Loi sur et pour le cinéma

Ce vote peut avoir une portée dépassant largement celle du financement de la production de films suisses. Il montre qu’une taxation des géants des nouvelles technologies de l’information et de la communication est possible.

La deuxième vague du sondage Tamedia en vue des votations du 15 mai montre que si deux objets devraient largement passer la rampe – Frontex et la loi sur le consentement présumé en matière de dons d’organes –, la Lex Netflix (loi sur le cinéma) est sur la balan. En effet, si 49% des personnes sondées se disent favorables à l’obligation des plates-formes de streaming de réinvestir une partie (4%) de leurs recettes générées en Suisse dans le cinéma national, un nombre quasi équivalent (47%) y est opposé. Avec quelque 4% d’indécis. Rien n’est joué.

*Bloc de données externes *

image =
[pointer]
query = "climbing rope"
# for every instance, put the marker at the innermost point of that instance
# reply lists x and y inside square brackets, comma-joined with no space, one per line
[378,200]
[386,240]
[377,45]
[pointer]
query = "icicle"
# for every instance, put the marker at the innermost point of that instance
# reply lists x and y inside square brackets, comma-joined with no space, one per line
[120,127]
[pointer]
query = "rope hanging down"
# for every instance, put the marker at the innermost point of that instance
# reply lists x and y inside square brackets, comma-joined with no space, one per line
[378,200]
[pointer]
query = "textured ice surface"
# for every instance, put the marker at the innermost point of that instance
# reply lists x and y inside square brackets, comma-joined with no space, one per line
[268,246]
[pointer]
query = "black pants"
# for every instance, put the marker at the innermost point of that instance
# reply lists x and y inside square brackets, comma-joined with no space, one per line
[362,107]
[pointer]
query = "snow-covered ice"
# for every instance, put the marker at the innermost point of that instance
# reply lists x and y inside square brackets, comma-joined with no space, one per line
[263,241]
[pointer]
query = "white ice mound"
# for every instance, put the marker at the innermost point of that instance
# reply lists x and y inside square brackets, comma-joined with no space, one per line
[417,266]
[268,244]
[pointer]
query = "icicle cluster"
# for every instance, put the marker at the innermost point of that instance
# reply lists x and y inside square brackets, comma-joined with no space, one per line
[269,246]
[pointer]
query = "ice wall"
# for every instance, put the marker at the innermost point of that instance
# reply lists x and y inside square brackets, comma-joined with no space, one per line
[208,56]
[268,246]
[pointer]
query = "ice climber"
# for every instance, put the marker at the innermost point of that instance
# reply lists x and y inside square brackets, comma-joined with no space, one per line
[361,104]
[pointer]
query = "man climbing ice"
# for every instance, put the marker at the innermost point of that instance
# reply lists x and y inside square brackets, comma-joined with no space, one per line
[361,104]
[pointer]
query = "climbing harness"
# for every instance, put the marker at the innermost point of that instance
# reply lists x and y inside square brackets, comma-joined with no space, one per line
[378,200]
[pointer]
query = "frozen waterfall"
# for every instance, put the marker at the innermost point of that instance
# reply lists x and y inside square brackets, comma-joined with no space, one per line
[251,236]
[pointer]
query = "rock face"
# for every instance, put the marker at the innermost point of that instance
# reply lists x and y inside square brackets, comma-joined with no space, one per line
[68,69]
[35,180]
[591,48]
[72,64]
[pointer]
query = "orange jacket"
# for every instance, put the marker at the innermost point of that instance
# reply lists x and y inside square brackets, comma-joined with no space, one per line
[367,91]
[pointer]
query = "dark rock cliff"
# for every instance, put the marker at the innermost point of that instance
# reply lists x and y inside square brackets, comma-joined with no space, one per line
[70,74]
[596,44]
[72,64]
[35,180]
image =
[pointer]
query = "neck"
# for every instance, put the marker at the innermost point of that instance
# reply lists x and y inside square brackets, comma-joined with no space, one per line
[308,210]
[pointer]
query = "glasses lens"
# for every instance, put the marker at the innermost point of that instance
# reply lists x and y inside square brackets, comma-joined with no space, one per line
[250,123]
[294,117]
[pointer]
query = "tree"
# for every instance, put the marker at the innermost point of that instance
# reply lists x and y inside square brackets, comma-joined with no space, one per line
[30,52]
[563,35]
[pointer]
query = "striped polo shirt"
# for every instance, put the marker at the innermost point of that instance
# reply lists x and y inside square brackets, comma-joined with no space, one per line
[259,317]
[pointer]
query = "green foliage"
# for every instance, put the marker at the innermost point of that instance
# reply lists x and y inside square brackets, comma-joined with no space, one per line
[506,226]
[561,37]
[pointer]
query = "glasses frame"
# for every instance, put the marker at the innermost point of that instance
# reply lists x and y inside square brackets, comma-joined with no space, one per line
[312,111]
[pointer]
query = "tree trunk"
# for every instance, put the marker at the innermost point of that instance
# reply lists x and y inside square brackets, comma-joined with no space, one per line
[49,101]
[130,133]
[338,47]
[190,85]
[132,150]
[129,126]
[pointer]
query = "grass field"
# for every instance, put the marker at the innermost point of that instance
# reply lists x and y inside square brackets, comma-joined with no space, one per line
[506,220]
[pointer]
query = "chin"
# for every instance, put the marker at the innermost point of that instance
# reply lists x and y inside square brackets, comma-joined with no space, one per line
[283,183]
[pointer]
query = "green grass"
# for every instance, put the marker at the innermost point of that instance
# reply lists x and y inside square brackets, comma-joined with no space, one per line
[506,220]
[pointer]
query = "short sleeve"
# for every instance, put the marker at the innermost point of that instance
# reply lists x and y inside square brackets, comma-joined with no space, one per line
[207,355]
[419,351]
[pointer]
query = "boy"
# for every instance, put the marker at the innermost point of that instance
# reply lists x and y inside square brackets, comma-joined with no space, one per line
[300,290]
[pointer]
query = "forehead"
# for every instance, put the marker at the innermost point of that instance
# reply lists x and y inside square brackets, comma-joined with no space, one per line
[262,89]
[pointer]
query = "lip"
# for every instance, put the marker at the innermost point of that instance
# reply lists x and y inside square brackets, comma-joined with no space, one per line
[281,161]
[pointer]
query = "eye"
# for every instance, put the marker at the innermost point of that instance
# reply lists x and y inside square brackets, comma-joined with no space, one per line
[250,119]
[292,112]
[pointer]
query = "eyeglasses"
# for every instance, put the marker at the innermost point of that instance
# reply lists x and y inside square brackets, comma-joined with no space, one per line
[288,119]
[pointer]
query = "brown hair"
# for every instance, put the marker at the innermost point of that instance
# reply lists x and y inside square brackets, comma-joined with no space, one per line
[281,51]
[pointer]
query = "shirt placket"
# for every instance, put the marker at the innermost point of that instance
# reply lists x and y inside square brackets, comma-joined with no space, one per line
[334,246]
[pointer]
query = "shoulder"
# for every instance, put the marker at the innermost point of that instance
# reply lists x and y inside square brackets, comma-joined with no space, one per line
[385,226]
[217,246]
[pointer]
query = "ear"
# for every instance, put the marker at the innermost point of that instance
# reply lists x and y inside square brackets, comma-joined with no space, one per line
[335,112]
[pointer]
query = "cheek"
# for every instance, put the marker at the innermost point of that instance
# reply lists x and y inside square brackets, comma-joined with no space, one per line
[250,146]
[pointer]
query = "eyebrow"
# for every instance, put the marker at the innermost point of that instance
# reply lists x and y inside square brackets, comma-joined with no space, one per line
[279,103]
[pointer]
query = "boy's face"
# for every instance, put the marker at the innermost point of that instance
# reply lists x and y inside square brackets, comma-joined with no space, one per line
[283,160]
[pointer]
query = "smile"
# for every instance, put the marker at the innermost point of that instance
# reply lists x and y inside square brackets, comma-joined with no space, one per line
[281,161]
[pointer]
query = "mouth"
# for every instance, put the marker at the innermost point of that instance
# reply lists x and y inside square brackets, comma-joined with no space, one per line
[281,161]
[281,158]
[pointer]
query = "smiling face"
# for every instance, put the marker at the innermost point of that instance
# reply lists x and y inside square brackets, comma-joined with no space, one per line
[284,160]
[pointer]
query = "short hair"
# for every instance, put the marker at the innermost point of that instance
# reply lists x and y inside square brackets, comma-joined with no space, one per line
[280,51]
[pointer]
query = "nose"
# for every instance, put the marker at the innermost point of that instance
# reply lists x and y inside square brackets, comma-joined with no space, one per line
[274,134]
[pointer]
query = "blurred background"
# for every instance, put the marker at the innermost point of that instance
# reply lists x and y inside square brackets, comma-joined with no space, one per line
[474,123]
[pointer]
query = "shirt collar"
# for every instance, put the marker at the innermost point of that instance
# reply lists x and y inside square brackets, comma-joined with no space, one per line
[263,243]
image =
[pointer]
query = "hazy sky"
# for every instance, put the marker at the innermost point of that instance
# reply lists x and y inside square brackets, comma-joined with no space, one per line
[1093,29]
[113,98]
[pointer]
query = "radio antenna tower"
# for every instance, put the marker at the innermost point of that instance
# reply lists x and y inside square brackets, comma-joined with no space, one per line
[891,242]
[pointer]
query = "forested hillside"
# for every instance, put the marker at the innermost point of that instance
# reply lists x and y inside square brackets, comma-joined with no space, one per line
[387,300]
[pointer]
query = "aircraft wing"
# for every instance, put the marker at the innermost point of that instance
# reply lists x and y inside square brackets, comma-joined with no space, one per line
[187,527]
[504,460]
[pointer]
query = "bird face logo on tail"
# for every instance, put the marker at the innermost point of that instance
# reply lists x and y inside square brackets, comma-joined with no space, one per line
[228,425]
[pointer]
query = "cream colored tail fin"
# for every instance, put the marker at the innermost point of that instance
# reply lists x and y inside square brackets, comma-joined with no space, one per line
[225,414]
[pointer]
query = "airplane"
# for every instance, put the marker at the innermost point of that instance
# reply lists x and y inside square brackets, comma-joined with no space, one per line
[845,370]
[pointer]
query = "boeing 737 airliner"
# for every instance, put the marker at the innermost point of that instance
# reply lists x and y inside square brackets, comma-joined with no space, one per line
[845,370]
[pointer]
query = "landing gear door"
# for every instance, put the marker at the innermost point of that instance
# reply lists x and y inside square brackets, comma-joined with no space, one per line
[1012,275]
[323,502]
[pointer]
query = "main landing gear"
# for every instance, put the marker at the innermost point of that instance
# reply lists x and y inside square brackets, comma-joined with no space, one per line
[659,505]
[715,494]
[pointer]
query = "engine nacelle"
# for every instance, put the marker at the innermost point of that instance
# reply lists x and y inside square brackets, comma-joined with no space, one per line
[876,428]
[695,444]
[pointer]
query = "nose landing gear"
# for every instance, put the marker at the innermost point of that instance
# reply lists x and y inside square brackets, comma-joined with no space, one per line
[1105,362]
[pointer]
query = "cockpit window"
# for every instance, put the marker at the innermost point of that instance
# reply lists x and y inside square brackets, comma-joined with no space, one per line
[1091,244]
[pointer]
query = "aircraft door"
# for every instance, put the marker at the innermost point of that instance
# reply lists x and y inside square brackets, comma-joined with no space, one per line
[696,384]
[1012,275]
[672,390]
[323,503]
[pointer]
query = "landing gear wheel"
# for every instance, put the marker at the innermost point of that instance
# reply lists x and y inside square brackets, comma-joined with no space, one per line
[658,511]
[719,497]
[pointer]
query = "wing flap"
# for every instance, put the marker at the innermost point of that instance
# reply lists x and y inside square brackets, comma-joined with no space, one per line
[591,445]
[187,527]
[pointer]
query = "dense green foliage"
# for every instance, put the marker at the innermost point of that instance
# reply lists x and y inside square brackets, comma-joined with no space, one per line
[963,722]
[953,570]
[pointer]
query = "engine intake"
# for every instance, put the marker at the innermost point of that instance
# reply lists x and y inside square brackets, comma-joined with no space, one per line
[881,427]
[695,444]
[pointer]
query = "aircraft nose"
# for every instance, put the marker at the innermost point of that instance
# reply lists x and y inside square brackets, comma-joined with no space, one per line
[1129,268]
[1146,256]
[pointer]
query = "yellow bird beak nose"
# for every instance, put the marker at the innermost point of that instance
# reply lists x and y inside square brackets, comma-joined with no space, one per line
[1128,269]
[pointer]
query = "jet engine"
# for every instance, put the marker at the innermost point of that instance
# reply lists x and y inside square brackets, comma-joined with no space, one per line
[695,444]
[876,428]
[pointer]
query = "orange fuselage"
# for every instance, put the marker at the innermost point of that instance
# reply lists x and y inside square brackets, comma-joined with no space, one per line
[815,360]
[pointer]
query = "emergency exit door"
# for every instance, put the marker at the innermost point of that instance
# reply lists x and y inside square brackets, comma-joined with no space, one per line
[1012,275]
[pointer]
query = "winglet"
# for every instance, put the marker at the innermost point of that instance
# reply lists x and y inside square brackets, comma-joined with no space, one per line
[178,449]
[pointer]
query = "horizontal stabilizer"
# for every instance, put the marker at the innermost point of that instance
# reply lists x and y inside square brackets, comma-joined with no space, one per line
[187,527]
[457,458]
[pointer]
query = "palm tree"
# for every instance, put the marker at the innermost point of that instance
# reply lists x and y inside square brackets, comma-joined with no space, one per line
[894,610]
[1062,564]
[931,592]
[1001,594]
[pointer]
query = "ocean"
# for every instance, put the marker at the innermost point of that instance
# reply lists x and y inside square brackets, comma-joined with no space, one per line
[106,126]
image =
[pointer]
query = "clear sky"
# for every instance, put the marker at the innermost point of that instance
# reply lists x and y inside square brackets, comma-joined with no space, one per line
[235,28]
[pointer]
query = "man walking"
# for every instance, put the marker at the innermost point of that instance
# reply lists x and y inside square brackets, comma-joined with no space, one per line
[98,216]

Le sondage révèle un clivage linguistique marqué entre Alémaniques (52% de non) et Romands (61% de oui). Les Tessinois sont également dans le camp du soutien à cette loi avec 52% d’avis favorables. Autre clivages intéressant: les jeunes y sont opposés. Tout comme les campagnes…

Certaines de ces divisions recoupent celles de la loi sur l’aide aux médias. Cela s’explique sans doute par un individualisme plus marqué et une confiance plus grande dans le secteur privé outre-Sarine. Mais peut-être aussi parce que le rouleau compresseur du démantèlement néolibéral a moins touché les institutions culturelles et médiatiques de cette région. Et que, traditionnellement, le moins d’impôts y séduit encore davantage.

Ce qui est bien sûr un leurre. Car il ne s’agit nullement d’un impôt. Et l’argument disant que c’est le consommateur qui, in fine, passera à la caisse est abusif. Le montant de ces abonnements est calculé sur des critères de pouvoir d’achat. Taxe ou pas taxe, ils coûtent moins chers dans des pays aux revenus plus modestes.

Genève connaissait un droit des pauvres, une taxe sur les spectacles et qui avait été abolie après une campagne d’initiative des diffuseurs de films notamment. Les baisses du prix du ticket de cinéma promises avaient tenu quelques mois, histoire que cela ne se voit pas trop, avant de retrouver leur niveau d’avant. La différence est allée dans la poche des multiplex.

Ce vote peut avoir une portée dépassant largement celle du financement de la production de films suisses. Il montre qu’une taxation des géants des nouvelles technologies de l’information et de la communication est possible. Ceux-ci prennent de plus en plus la forme de monopoles. Le rachat lundi de Twitter par Elon Musk pour un montant de 44 milliards de dollars est là pour nous le rappeler! Leur montrer que leur toute puissance a des limites est aussi une forme de résistance.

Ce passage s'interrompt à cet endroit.